Vous n’en êtes pas à votre coup d’essai, l’un comme l’autre. Selon vous, artistique parlant, existe-t-il des choses inexplorées que vous souhaiteriez faire ensemble ?
YK
: A ce stade, outre poursuivre ce travail commun qui, je crois, défriche pas mal de possibles poétiques, ce qui me semble évident, c’est de donner une extension « scénique » à ces disques quand même très cérébraux, alors qu’ils recèlent une grande part d’humanité. Quelque chose qui trouverait à s’exprimer dans un dialogue « live », ce qui permettrait d’étendre encore davantage cette recherche commune.
OT : Avec Yan on a pas mal de points communs et je crois que l’on est parti pour faire encore pas mal d’albums ensemble. Mais oui le truc serait de faire un live avec nos morceaux déjà existants ou alors de partir dans quelque chose de complètement improvisé. Je pense aussi que notre musique pourrait s’accompagner d’images ou même pourquoi pas servir à une chorégraphie. Ça la danse c’est quelque chose que j’ai en tête
depuis longtemps, cela serait une sorte de graal pour moi, que ma musique serve pour un spectacle de danse.  
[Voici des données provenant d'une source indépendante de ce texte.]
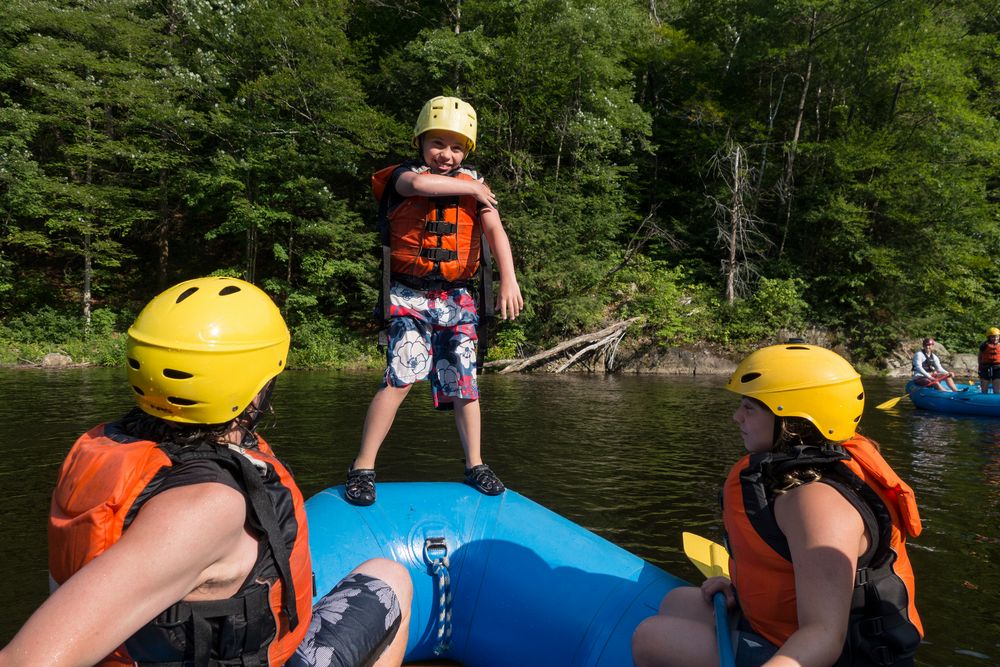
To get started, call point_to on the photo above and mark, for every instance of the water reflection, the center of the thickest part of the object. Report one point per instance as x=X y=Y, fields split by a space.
x=636 y=459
Pouvez-vous nous parler aussi de l’énigmatique et magnifique visuel qui accompagne cet album ?
YK
: C’est une photo de Carol Delage, poète et photographe, qui travaille à brouiller les perceptions, cette frontière entre abstraction et figuration. Souvent ses photos donnent le sentiment qu’elles sont des représentations abstraites, alors qu’elles sont juste le résultat d’un changement d’angle ou d’échelle, à partir d’une image parfaitement reconnaissable par ailleurs. Ou alors un détail isolé. Ce qui donne cette
impression étrange et déroutante. Je dis souvent que ses photos ouvrent les yeux, ou nous apprennent à vraiment regarder en profondeur les choses et le réel. En outre, cette photo précisement est tellement
proche du propos du disque ! Ces points et ces traits, comme sortis d’un monde infiniment grand ou au contraire infiniment petit, pourraient être des ondes, la représentation de ces phénomènes physiques liés à la « résonance ».

OT : Je parlais justement d’images juste avant et avec Yan on est fan du travail photographique de Carol. Elle a fait toutes nos pochettes (les 3 albums et les 2 Eps).
Elle sait capter ce qui nous interpelle, il y a  toujours un côté énigmatique et poétique dans ses pochettes.